Baumberg: "Kochen nach Römer-Rezept"

Baumberg : "Kochen nach Römer-Rezept"

Mit einem kleinen Lager zeigte die "Classis Augusta Germanica" am Tag des offenen Denkmals auf Haus Bürgel, wie der Alltag römischer Legionäre abgelaufen sein könnte.

Die Gruppe aus Köln und Umgebung veranstaltet dafür auch regelmäßig kleine archäologische Experimente. RP-Mitarbeiter Dorian Audersch sprach darüber mit Rene Keuth (42), dem "Centurio" der Gruppe.

Herr Keuth, was ist die "Classis Augusta Germanica"?

Keuth Wir sind eine Gemeinschaft von Menschen, die sich für die römische Geschichte interessiert. Dabei versuchen wir, das Leben in der Zeit ab dem ersten Jahrhundert authentisch darzustellen, um unseren Besuchern ein Gefühl für den Alltag in der Antike zu vermitteln. Dabei führen wir auch praktische Versuche durch.

Zum Beispiel?

Keuth Erst vor kurzem haben wir eine römische Handmühle nachgebaut. Damit wollten wir nachstellen, wie sich die Legionäre im Lager ernährt haben könnten. Die römische Küche spielt bei uns eine große Rolle. Wir kochen beispielsweise auch originale Rezepte aus der Antike nach. Ein anderer wichtiger Punkt ist die Rekonstruktion der Ausrüstung der römischen Armee, die sich je nach Rang und Funktion des Soldaten deutlich unterscheidet.

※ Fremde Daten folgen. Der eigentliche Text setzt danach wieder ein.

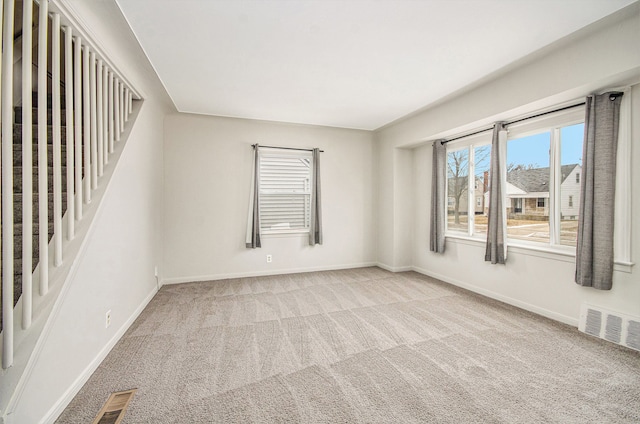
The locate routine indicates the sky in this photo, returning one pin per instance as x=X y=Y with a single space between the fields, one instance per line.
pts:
x=534 y=149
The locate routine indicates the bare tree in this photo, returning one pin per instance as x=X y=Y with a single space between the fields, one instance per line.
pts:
x=458 y=174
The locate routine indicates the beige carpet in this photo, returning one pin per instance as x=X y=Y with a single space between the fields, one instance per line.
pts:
x=361 y=345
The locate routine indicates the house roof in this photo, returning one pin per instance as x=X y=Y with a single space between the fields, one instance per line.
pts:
x=536 y=179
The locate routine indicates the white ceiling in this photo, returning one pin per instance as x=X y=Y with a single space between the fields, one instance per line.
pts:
x=350 y=63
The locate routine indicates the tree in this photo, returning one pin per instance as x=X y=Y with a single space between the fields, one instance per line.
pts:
x=458 y=174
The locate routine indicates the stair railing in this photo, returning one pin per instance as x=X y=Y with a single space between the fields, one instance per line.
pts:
x=97 y=102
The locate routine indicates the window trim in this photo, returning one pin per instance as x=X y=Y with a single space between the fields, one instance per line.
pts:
x=622 y=239
x=275 y=152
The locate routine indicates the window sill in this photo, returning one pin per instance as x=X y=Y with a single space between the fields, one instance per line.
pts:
x=285 y=233
x=563 y=254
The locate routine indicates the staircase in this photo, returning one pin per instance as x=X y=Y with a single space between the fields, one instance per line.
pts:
x=89 y=104
x=17 y=187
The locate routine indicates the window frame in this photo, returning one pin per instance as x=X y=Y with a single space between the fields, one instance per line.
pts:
x=470 y=144
x=301 y=154
x=622 y=237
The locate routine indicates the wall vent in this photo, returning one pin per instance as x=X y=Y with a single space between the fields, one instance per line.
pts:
x=612 y=326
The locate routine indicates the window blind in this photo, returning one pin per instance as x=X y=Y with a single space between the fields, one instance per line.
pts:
x=285 y=191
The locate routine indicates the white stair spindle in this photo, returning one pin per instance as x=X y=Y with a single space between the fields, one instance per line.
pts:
x=57 y=143
x=116 y=112
x=122 y=114
x=105 y=114
x=7 y=181
x=99 y=118
x=27 y=165
x=111 y=113
x=86 y=142
x=43 y=186
x=68 y=84
x=77 y=102
x=94 y=129
x=127 y=111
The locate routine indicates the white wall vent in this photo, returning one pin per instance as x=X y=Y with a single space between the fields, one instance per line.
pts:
x=612 y=326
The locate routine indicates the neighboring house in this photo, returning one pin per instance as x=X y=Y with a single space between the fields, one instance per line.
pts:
x=528 y=192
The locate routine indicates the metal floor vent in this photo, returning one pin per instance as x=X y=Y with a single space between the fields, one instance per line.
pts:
x=114 y=408
x=612 y=326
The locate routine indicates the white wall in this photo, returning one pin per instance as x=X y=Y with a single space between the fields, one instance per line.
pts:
x=602 y=56
x=207 y=184
x=115 y=268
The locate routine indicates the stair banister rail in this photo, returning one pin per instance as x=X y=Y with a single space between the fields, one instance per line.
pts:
x=7 y=181
x=27 y=171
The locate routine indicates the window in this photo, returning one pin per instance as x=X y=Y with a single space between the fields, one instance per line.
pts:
x=458 y=188
x=285 y=191
x=541 y=199
x=467 y=210
x=543 y=158
x=542 y=202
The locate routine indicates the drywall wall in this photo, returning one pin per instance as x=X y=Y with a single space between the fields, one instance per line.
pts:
x=115 y=270
x=602 y=56
x=207 y=185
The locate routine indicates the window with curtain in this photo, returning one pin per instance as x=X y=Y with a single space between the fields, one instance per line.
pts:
x=285 y=182
x=543 y=182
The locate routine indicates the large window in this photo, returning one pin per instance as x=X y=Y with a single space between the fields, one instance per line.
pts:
x=285 y=191
x=543 y=166
x=543 y=185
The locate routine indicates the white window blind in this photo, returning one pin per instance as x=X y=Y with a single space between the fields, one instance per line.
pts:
x=285 y=191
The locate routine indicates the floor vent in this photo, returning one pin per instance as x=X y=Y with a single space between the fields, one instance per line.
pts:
x=612 y=326
x=114 y=408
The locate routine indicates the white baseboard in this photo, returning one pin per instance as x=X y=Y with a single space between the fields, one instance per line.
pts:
x=514 y=302
x=73 y=390
x=213 y=277
x=394 y=268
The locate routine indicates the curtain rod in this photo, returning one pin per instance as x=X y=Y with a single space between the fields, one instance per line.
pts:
x=611 y=97
x=285 y=148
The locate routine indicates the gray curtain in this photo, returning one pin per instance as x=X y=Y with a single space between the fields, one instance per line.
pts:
x=253 y=221
x=315 y=226
x=496 y=248
x=438 y=196
x=594 y=250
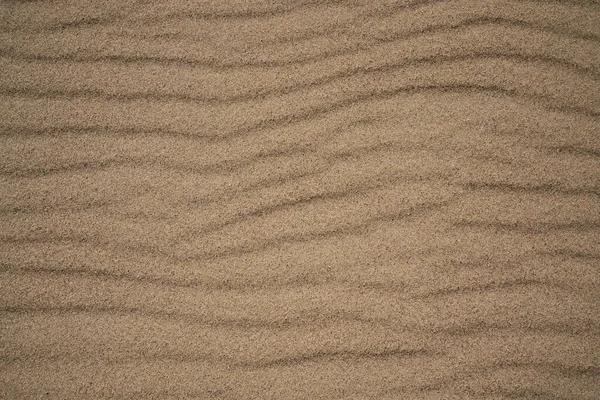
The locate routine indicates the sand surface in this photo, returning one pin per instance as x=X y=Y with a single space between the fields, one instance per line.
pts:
x=305 y=199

Was fasziniert sie besonders an der Zeit des "Imperium Romanum"?

Keuth Bei den Recherchen zu einzelnen Themen fällt mir immer wieder auf, wie weit fortgeschritten Handwerk, Wissenschaft, Architektur und Kultur in dieser Epoche waren — trotz der oft dekadenten Auswüchse. Der Wissensstand in der Antike war beeindruckend. Doch im Mittelalter gingen die meisten zivilisatorischen Errungenschaften bis zur Renaissance verloren. Bei Ausgrabungen in Köln wurde kürzlich zum Beispiel eine Pfanne aus der Römerzeit gefunden, die über einen mehrschichtigen Boden aus verschiedenen Legierungen verfügt. Da würde man doch eher denken, dass dies eine Erfindung der Neuzeit ist. Derartige Erkenntnisse sind aus meiner Sicht hochinteressant.